Bascule Bridges: Key Features And Famous Worldwide Examples

A bascule bridge is a type of bridge that can be raised to provide clearance for waterway traffic, and is also referred to as a lifting bridge or a drawbridge.

A bascule bridge is a type of bridge that can be raised to provide clearance for waterway traffic, and may sometimes also be referred to as a lifting bridge or a drawbridge. It makes use of a counterweight to balance a span or leaf through its upward trajectory. The balance of the weight is sometimes adjusted according to the frequency of waterway traffic.

The span can be single or double, and in rare cases it may even be triple or quadruple. The word ‘bascule’ is French in origin and translates loosely as a seesaw or a balancing mechanical device. It is thought that bascule bridges were first designed during the mediaeval era in Europe, when they served defensive purposes.

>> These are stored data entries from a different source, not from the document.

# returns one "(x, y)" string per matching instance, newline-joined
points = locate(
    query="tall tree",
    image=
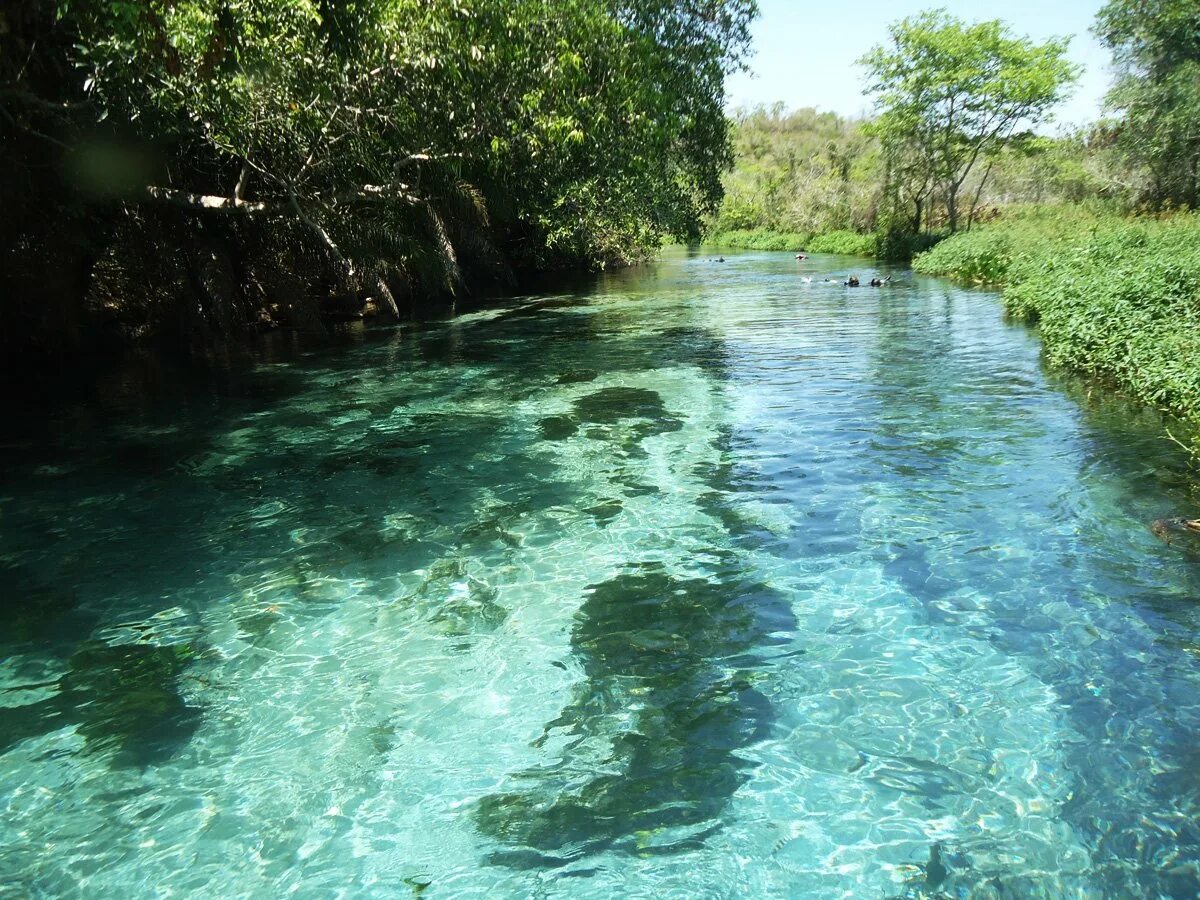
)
(1156, 46)
(948, 91)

The original version of London Bridge, which was designed in 1176 by Peter Colechurch, was a wooden bascule bridge that remained in operation until the late 1400s. The current structure, which opened in 1973, is a prestressed concrete box girder bridge. 

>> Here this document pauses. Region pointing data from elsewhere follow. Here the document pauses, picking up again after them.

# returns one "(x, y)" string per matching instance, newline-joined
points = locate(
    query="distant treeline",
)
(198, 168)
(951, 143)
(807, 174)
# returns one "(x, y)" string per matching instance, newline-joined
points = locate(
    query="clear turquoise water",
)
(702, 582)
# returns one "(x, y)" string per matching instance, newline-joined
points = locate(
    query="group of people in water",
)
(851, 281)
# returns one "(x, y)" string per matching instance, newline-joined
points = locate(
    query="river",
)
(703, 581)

The longest double-leaf bascule bridge in the world is the Broadway Bridge in Portland, Oregon, USA. It was built in 1913 to span the Willamette River and its total length is 1,742ft with a maximum span of 297ft. The bridge is named after the street it carries, and it has four lanes for two-way traffic. 

The Broadway Bridge opens to allow the passing of river traffic about 25 times a month, and carries approximately 30,000 vehicles per day, plus thousands more cyclists and pedestrians. The structure was added to the National Register of Historic Places in 2012.

In the UK, the famous Tower Bridge over the River Thames in London has a double-leaf span and also has suspension bridge design elements. It is a Grade I listed structure and was built between 1886 and 1894 to provide improved access to the East End of London. 

New Civil Engineer reports that the opening of a new bascule bridge in Great Yarmouth has been delayed until 2024. The £121m twin-leaf Herring Bridge is designed to carry traffic over the River Yare, and opens in the middle to allow taller river traffic to pass. The bridge is due to open to river traffic shortly, but the opening for road traffic has been postponed. 

 No specific reason was given for the delay, but the bridge is being assessed by specialists. A joint statement issued by Norfolk County Council and Bam Farrans said: “We are in the final stages of preparing Herring Bridge for opening and we would like to thank the public for their continued patience and support.”

“Our team is working closely with the port authority to bring the bridge into operation for river traffic, which we anticipate in the coming weeks. The road section will follow thereafter. We will provide further details on an opening date following the completion of our marine vessel operations phase.”

The project has already been delayed by the discovery of a vole burrow at the site, and also an unexploded 250kg WWII bomb.